En cierto modo sorprendido, Ralph comprendió que no estaba enfadado, pero sintió un nudo en la garganta.
—Pero ¿por qué le pediste que me perdonara la vida? ¿Porque preferías verme ahorcado? —preguntó, tragando saliva.
—Ralph, por favor —suplicó Maud, sollozando.
—No lo sé —confesó Merthin—. Tal vez sólo quería que vivieras un poco más.
—Pero me traicionaste. —Ralph sabía que estaba a punto de desmoronarse. Le empezaron a escocer los ojos y sintió una opresión en la cabeza—. Me traicionaste —repitió.
—¡Por Dios, te lo merecías! —gritó Merthin enojado, poniéndose en pie.
—No os peleéis —pidió Maud.
—No vamos a pelearnos —la tranquilizó Ralph, sacudiendo la cabeza con tristeza—. Esas cosas ya pertenecen al pasado.
La puerta se abrió y entró John Constable.
—Ha llegado el sheriff —anunció.
Maud se abrazó a Ralph, desconsolada. Al cabo de unos momentos, Gerald la apartó con suavidad.
Ralph siguió a John al exterior. Le sorprendió que no lo maniataran o lo encadenaran. Ya se había escapado una vez, ¿acaso no temían que volviera a hacerlo? Atravesó el cubículo del alguacil y salió al aire libre.
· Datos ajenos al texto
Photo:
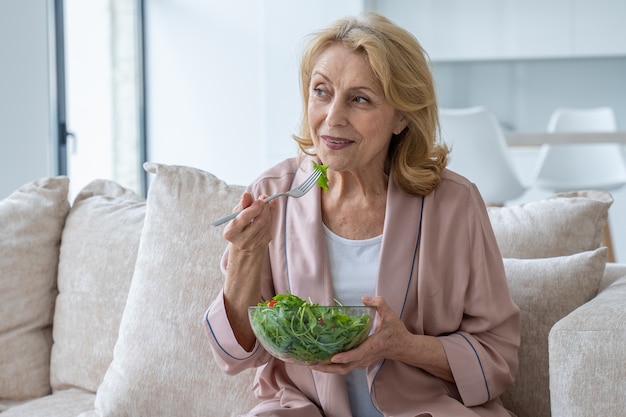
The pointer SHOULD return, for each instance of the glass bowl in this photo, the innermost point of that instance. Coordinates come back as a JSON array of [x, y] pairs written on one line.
[[310, 334]]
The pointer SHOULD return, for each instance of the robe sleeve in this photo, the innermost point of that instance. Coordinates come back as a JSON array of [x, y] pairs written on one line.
[[483, 352]]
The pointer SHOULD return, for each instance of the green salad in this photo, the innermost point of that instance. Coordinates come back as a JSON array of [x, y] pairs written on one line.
[[293, 329], [322, 181]]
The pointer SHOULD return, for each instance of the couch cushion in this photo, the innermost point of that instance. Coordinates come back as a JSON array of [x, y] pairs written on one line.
[[546, 290], [98, 252], [31, 220], [561, 225], [66, 403], [163, 365], [587, 356]]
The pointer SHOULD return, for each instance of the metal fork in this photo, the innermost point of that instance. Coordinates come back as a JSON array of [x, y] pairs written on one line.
[[297, 192]]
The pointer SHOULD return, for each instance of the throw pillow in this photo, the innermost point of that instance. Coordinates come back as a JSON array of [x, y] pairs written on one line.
[[31, 222], [98, 251], [546, 290], [163, 365], [560, 225]]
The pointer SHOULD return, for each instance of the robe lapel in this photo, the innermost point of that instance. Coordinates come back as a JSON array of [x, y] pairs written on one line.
[[306, 255], [398, 251]]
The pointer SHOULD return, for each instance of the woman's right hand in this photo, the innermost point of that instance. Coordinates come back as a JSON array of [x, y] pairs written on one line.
[[249, 235]]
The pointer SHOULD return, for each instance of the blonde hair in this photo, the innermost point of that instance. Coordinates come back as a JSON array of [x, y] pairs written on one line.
[[416, 157]]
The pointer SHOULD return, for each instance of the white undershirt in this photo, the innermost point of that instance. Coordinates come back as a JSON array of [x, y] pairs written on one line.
[[354, 268]]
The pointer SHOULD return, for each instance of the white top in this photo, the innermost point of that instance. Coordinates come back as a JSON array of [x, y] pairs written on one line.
[[354, 268]]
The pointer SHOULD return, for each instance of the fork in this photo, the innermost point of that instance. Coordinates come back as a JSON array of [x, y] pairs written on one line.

Su familia iba detrás.
Debía de haber estado lloviendo, porque el sol se reflejaba en las calles húmedas y Ralph tuvo que frotarse los ojos para protegerse del resplandor. Al acostumbrarse a la luz, descubrió a su caballo, Griff, ensillado, una visión que le alegró el corazón.
—Tú nunca me has traicionado, ¿verdad? —le dijo al oído, agarrando las riendas.
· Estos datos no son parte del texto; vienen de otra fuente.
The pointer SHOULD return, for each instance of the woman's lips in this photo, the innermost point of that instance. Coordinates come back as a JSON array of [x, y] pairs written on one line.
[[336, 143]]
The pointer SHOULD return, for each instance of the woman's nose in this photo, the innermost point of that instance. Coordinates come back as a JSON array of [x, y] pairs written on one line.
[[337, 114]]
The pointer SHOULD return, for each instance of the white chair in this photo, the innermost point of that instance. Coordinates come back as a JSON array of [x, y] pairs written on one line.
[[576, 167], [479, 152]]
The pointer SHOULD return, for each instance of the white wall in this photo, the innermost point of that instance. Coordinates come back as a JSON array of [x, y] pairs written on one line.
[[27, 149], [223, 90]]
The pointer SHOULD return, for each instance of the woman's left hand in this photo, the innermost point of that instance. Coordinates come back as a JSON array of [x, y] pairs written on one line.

El caballo bufó y piafó, contento de reencontrarse con su dueño.
El sheriff y varios ayudantes estaban esperando, montados y armados hasta los dientes. Le permitirían cabalgar hasta Shiring, pero no pensaban correr riesgos con él. Ralph comprendió que esa vez no habría escapatoria posible.
Sin embargo, al fijarse mejor vio que el sheriff era el de siempre, pero que los jinetes armados no eran sus ayudantes, sino hombres del conde Roland. No sólo eso, el propio conde estaba allí, con su cabello y su barba oscuros, montado en un corcel gris. ¿Qué significaba todo aquello?
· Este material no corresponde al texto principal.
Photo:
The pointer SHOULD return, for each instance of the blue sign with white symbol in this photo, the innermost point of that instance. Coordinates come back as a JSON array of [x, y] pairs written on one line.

Sin bajar del caballo, el conde se agachó y le tendió un pergamino enrollado a John Constable.
—Léelo, si sabes —dijo Roland, hablando por un lado de la boca, como siempre—. Es un mandato real. Todos los prisioneros del condado han obtenido el perdón y son libres… a condición de que vengan conmigo para sumarse a las mesnadas del rey.
—¡Hurra! —gritó Gerald.
Maud rompió a llorar. Merthin se asomó por encima del hombro del alguacil y leyó el mandato.
Ralph miró a Alan, quien preguntó:
—¿Qué significa eso?
—¡Significa que somos libres! —contestó Ralph.
—Lo sois, si lo he leído correctamente —afirmó John Constable. Se volvió hacia el sheriff—. ¿Lo confirmas?
—Lo confirmo —dijo el sheriff.
—Entonces no hay nada más que decir. Estos hombres son libres de ir con el conde.
El alguacil enrolló el pergamino.
Ralph miró a su hermano. Merthin lloraba. ¿Lágrimas de alegría o de frustración? No tuvo tiempo de averiguarlo.
—Vamos —dijo Roland, impaciente—. Ahora que ya hemos cumplido con las formalidades, pongámonos en marcha de una vez. El rey está en Francia ¡y nos queda mucho camino por delante!
Hizo dar media vuelta a su corcel y salió al galope por la calle principal.
Ralph espoleó los flancos de Griff y el caballo salió al trote en pos del conde.